FDA also states that cardiovascular devices “have increased as a share of total serious adverse event reports even faster than for adverse events overall.” FDA fails to account for (or even mention) the most obvious aspect of cardiovascular devices that may contribute to this finding: the health condition(s) of patients likely to be using the devices. Cardiovascular patients are likely to be older and in a more fragile state of health than the general population, and therefore more likely to experience an adverse event—whether or not related to the device itself. FDA’s findings in this report are based on information obtained from MAUDE, and reports must be submitted to MAUDE if the device “may have caused or contributed” to the death or serious injury—there need not be a definitive determination that the device actually did so. Given the likelihood that patients using cardiovascular devices may already be unhealthy, it is difficult to state with particularity that the adverse events suffered are reflective of poor quality of the medical devices in question.

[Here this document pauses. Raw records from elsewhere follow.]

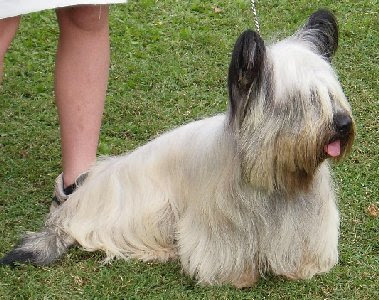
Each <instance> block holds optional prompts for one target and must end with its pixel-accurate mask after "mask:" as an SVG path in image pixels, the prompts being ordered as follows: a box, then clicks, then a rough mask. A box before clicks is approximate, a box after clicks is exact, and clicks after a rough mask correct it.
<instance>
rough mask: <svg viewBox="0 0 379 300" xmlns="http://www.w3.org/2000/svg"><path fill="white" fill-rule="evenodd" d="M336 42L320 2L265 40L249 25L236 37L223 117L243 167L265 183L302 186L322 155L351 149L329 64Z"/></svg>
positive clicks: (351, 133) (284, 185)
mask: <svg viewBox="0 0 379 300" xmlns="http://www.w3.org/2000/svg"><path fill="white" fill-rule="evenodd" d="M337 46H338V26H337V22H336V19H335V17H334V16H333V15H332V14H331V13H330V12H328V11H326V10H319V11H317V12H315V13H314V14H312V15H311V16H310V18H309V20H308V22H307V23H306V24H305V25H304V26H303V27H302V28H301V29H300V30H299V31H298V32H296V33H295V34H294V35H293V36H290V37H288V38H287V39H285V40H283V41H280V42H278V43H276V44H273V45H271V46H267V47H266V46H265V44H264V42H263V40H262V39H261V37H260V36H259V34H257V33H256V32H254V31H250V30H248V31H245V32H244V33H243V34H242V35H241V36H240V37H239V38H238V40H237V42H236V44H235V46H234V50H233V54H232V60H231V63H230V67H229V77H228V86H229V97H230V102H229V103H230V106H229V112H228V121H229V123H230V126H231V127H232V128H233V130H235V132H236V133H237V135H238V139H237V140H238V143H239V150H240V152H241V157H242V160H243V169H244V173H245V175H247V176H248V177H249V178H250V180H252V181H254V182H255V183H256V184H258V185H259V183H260V185H262V187H263V188H269V189H278V188H284V189H287V190H291V189H298V188H300V187H306V186H307V185H308V184H309V183H310V182H311V179H312V178H313V175H314V174H315V172H316V170H317V168H318V166H319V165H320V164H321V162H323V161H324V160H325V159H326V158H333V159H339V158H341V157H343V156H344V155H345V154H346V153H348V152H349V150H350V148H351V145H352V143H353V139H354V132H355V130H354V121H353V117H352V114H351V109H350V105H349V103H348V102H347V100H346V97H345V95H344V93H343V91H342V88H341V85H340V83H339V81H338V78H337V76H336V74H335V72H334V70H333V68H332V67H331V65H330V61H331V58H332V56H333V55H334V53H335V51H336V49H337Z"/></svg>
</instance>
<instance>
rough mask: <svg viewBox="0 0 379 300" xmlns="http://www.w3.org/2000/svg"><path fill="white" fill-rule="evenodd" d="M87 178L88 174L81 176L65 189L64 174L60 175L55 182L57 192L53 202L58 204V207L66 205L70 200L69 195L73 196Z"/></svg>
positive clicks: (56, 179)
mask: <svg viewBox="0 0 379 300" xmlns="http://www.w3.org/2000/svg"><path fill="white" fill-rule="evenodd" d="M87 176H88V173H87V172H86V173H82V174H80V175H79V177H78V178H77V179H76V180H75V182H74V183H73V184H71V185H69V186H68V187H66V188H64V183H63V173H61V174H59V176H58V177H57V179H56V180H55V190H54V196H53V198H52V201H53V202H55V203H57V204H58V205H61V204H62V203H64V202H65V201H66V200H67V199H68V197H69V195H71V194H72V193H73V192H74V191H75V190H76V189H77V187H78V186H80V185H82V184H83V182H84V180H85V179H86V178H87Z"/></svg>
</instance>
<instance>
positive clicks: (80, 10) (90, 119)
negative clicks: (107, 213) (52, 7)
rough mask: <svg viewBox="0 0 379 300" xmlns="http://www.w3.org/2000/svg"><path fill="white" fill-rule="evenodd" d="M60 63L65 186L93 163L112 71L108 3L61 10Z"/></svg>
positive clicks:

In light of its apparent conclusion that the quality of medical devices is sub-par, FDA suggests “opportunities to improve quality assurance and reduce risk across the medical device industry,” including product/process design, supplier management, manufacturing, and post-production activities. FDA also states that three themes emerged from its interviews with industry: (1) without greater transparency around competitive quality performance, the market rewards rapid product innovation and low cost but not better quality; (2) products and the environments in which they are used are becoming increasingly complex; and (3) there is a misalignment between quality outcomes and pure regulatory compliance.
The interviewees informed FDA that companies are often forced to prioritize compliance over quality, because any failure in compliance is more likely to result in issuance of a Form 483 at an inspection, receipt of a Warning Letter, or other enforcement action. Industry representatives also told FDA that there is an inconsistent application and interpretation of compliance requirements across investigators and district offices, and “inadequate transparency into how investigators arrived at specific decisions and dealt with specific cases.”
Not only does industry feel there is inconsistency in application of the regulations, but it believes there is in fact a disincentive for making safety-related quality improvements since FDA often requires an update to, or recall of, the existing device in light of the safety improvement. This observation has particular relevance in light of FDA’s recent release of its draft guidance describing when changes to a device may necessitate a new 510(k) notification. The draft guidance, discussed in our previous blog post, specifically stated that a modification to a device to respond to a known risk or failure mode will likely require a new 510(k) notification, and may require a recall. Industry has now clearly made FDA aware that companies may elect not to make a safety modification to a device for fear FDA will require a recall of the marketed device. How FDA chooses to respond to this knowledge remains to be seen.
FDA concludes the report on device quality by describing certain steps FDA may take to engage with industry, with a focus on increasing enforcement transparency and clarity. Two areas of focus include “predictable and reliable benchmarks of quality system compliance and (particularly for smaller companies) guidance on how to reach them” and “updates to the company involved on the status of enforcement cases in process.” These seem to be reasonable goals. We can only hope that FDA will work to achieve them.